Our heroine is Emily, and she’s in a pretty bad emotional state due to the recent crib death of her infant daughter. The trauma of her child’s demise triggers the end of her marriage, and the only thing keeping her sane is running.
To regroup and rebuild her life, Emily embarks on a three-week solitude retreat at her father’s “conch shack” on the beach in Florida not too far from Naples. The shack and the beach are pretty isolated, so it’s the perfect place to go for long runs while mourning her kid and contemplating her next moves. She also has time to read vintage paperbacks by Raymond Chandler, Ed McBain and John D. Macdonald.

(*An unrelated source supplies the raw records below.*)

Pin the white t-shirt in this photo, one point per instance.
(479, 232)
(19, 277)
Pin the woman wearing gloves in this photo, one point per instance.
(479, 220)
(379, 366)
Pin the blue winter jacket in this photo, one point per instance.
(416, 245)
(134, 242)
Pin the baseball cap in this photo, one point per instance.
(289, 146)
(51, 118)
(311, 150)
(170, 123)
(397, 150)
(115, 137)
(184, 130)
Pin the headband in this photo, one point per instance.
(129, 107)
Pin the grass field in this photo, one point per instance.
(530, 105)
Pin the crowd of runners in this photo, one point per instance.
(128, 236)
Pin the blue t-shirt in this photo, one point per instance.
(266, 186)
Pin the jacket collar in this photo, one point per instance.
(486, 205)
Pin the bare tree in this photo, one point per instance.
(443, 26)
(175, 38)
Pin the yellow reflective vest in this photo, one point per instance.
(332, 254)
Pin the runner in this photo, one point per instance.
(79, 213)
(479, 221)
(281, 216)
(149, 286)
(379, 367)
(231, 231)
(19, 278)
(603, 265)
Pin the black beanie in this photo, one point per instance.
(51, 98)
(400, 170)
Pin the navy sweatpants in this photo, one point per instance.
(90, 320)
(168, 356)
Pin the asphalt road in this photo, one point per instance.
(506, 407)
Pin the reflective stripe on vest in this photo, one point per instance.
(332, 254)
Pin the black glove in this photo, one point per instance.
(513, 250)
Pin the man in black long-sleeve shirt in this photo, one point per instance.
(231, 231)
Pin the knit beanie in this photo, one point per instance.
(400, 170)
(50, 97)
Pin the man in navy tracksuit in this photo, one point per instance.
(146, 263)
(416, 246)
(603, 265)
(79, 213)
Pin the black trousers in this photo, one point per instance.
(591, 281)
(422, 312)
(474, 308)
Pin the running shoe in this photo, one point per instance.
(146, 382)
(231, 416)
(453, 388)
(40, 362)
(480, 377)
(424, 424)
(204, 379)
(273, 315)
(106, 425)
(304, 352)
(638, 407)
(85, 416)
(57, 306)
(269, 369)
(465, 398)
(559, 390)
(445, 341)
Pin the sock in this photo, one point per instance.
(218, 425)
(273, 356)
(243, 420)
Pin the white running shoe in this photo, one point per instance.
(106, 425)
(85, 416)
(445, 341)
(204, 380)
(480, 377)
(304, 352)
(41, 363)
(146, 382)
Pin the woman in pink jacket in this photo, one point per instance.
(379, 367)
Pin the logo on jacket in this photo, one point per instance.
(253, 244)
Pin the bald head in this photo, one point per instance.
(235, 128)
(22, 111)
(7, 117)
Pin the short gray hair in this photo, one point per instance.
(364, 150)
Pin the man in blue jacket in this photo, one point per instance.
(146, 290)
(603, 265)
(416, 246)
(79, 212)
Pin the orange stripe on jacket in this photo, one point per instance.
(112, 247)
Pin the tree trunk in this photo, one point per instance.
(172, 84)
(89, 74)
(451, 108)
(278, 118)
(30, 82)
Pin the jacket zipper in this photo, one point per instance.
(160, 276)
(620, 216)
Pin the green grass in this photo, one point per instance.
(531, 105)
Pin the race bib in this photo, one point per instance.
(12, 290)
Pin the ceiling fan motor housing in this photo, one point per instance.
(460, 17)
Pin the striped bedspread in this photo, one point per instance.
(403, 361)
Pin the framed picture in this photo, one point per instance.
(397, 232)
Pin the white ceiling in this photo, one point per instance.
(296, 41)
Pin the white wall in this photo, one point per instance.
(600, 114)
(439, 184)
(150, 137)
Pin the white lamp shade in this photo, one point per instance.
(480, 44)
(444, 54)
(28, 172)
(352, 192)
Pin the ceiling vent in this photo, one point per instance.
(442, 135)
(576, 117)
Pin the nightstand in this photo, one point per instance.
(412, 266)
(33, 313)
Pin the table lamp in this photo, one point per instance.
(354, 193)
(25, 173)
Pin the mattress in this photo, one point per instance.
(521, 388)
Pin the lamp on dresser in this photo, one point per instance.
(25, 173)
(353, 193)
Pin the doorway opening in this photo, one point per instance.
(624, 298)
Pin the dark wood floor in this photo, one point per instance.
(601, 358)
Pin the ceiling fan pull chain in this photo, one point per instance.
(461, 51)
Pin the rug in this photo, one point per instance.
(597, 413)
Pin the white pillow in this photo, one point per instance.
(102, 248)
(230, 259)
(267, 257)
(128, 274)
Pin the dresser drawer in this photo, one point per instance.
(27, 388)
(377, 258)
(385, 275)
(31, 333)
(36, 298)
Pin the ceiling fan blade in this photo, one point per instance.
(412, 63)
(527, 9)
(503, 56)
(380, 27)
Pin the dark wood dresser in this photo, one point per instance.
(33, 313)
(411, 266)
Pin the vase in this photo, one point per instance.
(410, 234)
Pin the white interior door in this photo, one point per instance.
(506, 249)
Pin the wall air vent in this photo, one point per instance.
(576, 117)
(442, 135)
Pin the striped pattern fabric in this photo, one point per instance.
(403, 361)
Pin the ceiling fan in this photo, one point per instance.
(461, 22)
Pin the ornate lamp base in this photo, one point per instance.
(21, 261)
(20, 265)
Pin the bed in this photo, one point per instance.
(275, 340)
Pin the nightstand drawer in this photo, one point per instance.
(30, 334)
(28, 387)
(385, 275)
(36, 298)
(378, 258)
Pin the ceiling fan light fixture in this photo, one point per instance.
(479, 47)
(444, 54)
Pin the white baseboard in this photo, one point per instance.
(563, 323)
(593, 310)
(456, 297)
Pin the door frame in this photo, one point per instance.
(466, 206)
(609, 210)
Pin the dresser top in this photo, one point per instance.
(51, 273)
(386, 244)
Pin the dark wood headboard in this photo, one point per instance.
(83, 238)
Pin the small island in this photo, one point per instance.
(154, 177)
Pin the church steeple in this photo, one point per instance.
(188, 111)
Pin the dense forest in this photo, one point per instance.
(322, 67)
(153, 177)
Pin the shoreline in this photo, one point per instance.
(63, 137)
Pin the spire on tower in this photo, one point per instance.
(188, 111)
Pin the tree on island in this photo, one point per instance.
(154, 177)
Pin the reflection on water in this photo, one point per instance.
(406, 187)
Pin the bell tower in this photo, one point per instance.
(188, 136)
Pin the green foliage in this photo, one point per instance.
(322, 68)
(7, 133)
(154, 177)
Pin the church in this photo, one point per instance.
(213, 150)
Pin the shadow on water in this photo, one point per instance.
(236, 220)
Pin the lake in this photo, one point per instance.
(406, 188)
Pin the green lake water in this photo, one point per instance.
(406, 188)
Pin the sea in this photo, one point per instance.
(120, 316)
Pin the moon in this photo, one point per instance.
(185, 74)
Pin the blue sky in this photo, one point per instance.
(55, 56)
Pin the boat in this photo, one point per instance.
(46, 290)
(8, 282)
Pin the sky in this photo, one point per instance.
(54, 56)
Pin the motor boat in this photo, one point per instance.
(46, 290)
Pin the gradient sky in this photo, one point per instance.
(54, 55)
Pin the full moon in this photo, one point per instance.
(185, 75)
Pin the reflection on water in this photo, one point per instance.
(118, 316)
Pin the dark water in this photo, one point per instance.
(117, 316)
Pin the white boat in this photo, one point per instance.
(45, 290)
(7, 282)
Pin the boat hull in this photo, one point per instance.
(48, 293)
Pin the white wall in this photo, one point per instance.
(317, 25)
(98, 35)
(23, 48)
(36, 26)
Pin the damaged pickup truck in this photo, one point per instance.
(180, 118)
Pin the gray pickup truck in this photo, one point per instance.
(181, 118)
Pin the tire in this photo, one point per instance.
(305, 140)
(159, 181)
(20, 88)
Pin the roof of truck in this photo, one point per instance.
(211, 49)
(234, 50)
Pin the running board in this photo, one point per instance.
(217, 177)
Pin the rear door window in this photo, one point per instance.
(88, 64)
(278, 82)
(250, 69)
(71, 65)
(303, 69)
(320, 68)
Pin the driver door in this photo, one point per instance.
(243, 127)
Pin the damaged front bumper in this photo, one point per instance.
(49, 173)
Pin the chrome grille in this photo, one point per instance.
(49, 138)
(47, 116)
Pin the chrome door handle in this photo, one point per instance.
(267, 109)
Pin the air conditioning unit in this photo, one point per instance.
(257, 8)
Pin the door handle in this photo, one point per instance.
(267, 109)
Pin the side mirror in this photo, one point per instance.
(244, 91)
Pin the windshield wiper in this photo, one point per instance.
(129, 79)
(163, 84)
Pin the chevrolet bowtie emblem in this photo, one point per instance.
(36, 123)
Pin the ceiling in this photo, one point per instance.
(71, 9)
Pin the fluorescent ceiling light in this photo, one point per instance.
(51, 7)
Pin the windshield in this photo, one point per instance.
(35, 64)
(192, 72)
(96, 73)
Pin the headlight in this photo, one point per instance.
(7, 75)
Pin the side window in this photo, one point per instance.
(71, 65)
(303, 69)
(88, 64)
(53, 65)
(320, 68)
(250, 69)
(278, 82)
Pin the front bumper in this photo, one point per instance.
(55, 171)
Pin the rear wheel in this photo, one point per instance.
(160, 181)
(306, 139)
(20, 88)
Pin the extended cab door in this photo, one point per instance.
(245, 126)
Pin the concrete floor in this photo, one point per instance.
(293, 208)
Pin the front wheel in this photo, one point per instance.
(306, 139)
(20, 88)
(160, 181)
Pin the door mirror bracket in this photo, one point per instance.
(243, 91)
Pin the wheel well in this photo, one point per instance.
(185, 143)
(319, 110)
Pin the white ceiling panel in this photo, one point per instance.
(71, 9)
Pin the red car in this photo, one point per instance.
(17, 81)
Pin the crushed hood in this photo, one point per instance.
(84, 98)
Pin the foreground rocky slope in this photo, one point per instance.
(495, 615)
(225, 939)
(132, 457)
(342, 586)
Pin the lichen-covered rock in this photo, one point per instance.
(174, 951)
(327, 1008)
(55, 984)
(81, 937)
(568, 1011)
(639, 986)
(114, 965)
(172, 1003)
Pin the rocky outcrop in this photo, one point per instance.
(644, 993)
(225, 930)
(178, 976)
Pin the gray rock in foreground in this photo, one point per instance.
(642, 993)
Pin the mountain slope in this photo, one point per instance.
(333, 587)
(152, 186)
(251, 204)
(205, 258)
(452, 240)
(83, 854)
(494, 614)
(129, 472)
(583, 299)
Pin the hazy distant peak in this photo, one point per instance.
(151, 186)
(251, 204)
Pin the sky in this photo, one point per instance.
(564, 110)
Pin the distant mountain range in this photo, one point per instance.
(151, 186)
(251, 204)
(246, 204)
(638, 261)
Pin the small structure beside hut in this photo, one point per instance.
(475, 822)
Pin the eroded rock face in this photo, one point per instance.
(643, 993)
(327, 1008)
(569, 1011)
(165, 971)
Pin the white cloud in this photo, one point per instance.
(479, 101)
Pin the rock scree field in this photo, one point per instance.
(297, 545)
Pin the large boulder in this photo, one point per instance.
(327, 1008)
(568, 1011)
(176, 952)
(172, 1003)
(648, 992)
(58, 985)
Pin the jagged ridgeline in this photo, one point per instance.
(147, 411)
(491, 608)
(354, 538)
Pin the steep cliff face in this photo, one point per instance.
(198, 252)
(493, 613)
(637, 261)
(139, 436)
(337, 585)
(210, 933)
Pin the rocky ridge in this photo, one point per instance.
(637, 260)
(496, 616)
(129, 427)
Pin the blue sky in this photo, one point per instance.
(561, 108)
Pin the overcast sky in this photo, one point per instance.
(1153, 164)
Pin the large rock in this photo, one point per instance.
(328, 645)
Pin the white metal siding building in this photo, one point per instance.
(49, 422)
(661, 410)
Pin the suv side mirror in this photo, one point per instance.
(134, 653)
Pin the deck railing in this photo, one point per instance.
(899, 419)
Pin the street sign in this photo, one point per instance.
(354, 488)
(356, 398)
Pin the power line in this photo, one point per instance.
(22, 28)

On one of her jogging jaunts, Emily is overcome with a bout of nosiness and spots a dead girl in the open trunk of a car parked at a house down the beach. Before she can decide what to do, Emily is conked on the head and awakens tied to a chair in the maniac’s kitchen. The villain is the kind of loathsome creep you often encounter in King’s stories, and Emily’s dilemma is not unlike the “escape or die” problems tackled in Misery, Cujo and Gerald’s Game.
The plot is familiar territory for King, and that’s good news for the reader because he’s the absolute best at this kind of tense suspense. In that respect, “The Gingerbread Girl” delivers exactly the kind of scary, bloody, frightening thrills you’ve come to expect from the author. If this one slipped by you, do yourself a favor, circle back, and give it a read. You won’t be disappointed. Highly recommended.